I think he sums up quite nicely what is a major problem for a lot of people. And unlike a lot of the other things we've looked at in tough questions over the past few weeks, the question of how a good God can allow or even cause suffering is a deeply emotive one. So the first thing I want to say is that we need to recognise that suffering is a sensitive subject.

Having said that, I hope you'll allow me the concession that it's hard to deal with the issue with the empathy and patience that befits it given the short space here. So, if it looks like I'm treating the question with cold haste then I hope you'll forgive me – but I hope too that we'll come up with some helpful stuff from the Bible.

As Christians we believe that God is 100% powerful, don't we? And we also believe that he's 100% good, righteous and just. So how do we reconcile that with all the suffering we see around us? You don't need to be Michael Buerk to spot that people are in terrible poverty, pain and despair, whether it be on a global level, like famines in Ethiopia, or on a more personal level – loneliness or the loss of a loved one.

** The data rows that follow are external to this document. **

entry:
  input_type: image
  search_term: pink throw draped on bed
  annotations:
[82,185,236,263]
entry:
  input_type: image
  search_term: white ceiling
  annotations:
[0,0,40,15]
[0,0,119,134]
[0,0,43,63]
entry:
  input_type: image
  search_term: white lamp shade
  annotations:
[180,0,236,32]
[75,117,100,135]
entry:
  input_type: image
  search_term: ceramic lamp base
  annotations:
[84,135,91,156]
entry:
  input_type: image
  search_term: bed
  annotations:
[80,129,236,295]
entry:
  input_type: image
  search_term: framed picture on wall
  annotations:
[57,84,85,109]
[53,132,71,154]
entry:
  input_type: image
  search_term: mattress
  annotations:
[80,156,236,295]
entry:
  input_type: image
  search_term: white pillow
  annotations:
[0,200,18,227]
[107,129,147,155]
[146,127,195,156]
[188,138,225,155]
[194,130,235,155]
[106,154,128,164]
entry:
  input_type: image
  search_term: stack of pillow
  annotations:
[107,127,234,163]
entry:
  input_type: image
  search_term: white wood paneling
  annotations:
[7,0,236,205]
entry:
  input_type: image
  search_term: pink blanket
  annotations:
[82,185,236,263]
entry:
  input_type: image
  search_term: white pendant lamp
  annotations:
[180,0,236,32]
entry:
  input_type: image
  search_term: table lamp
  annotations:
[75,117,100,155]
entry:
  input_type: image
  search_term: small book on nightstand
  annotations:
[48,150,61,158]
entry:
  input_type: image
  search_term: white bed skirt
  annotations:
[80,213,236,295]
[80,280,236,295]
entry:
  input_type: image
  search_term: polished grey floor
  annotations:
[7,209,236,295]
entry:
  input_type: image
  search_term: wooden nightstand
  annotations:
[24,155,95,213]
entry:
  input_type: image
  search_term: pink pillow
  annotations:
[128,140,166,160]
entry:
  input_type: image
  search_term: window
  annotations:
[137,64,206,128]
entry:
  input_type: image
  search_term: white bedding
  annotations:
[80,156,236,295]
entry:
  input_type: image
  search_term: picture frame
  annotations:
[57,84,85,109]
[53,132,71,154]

So what's going on?

Well, the world seems to have come up with 2 ways of solving the conundrum. Either God's not good – he basically doesn't care, doesn't have people's best interests at heart, will turn a blind eye to death and deprivation – or God's not God – he'd like to help but really his hands are tied and there's nothing much he can do about it – his powers are limited, or he doesn't exist at all. But, as with high street banking, I want to suggest that there is another way.

Suffering can be explained if we say that suffering has a purpose. Yes, God is still in total control of his universe, and he's still acting in perfect justice and righteousness, because when suffering goes on in the world, God knows what he's doing. And here are 3 quick things from the Bible that point to what the purpose of suffering is. Firstly:

Suffering punishes our rebellion (Romans 1:18-32)

The Bible's view is that we all reject God – and that rejecting God has consequences. Humans cause a lot of the suffering in the world, and God doesn't step in to stop it, because he wants us to see the result of living without reference to him. It screws our world up. It screws us up. And it's no less than that kind of behaviour deserves. But that's not all. Secondly:

Suffering points us to heaven (Romans 8:18-25, Revelation 21:1-5)

The Bible tells us that, basically, the world we live in at the moment isn't how it's meant, ultimately, to be. “Suffering,” C.S. Lewis famously said, “is God's megaphone to rouse a deaf world.” There's a deep sense, isn't there, that things in the world are not right? But the Bible sees beyond this messy world to a creation renewed and set free, a creation where “death shall be no more, neither shall there be mourning nor crying nor pain any more, for the former things have passed away,” to quote the book of Revelation. Suffering should make us ache for heaven, for an end to it all.

But that's not all. Finally:

Suffering produced our salvation (Romans 5:6-11)

Those first two things may help us understand and deal with suffering a little bit, but they won't get to the heart of the problem. We deserve the suffering of judgement, yet we long for a place where we'll be without it. So how do we get there? Romans 5:8 says this:

God shows his love for us in that while we were still sinners, Christ died for us.

Basically, the issue of suffering should drive us to remember that Jesus Christ, when he died on the cross, suffered the unimaginable horror of being forsaken by God in order that we don't ever have to face that ordeal. God's biggest demonstration of both his boundless love and his infinite power was through the most incredible suffering of his own Son. No one can ever say that suffering means that God doesn't care. No suffering means no cross, which means no hope for any of us.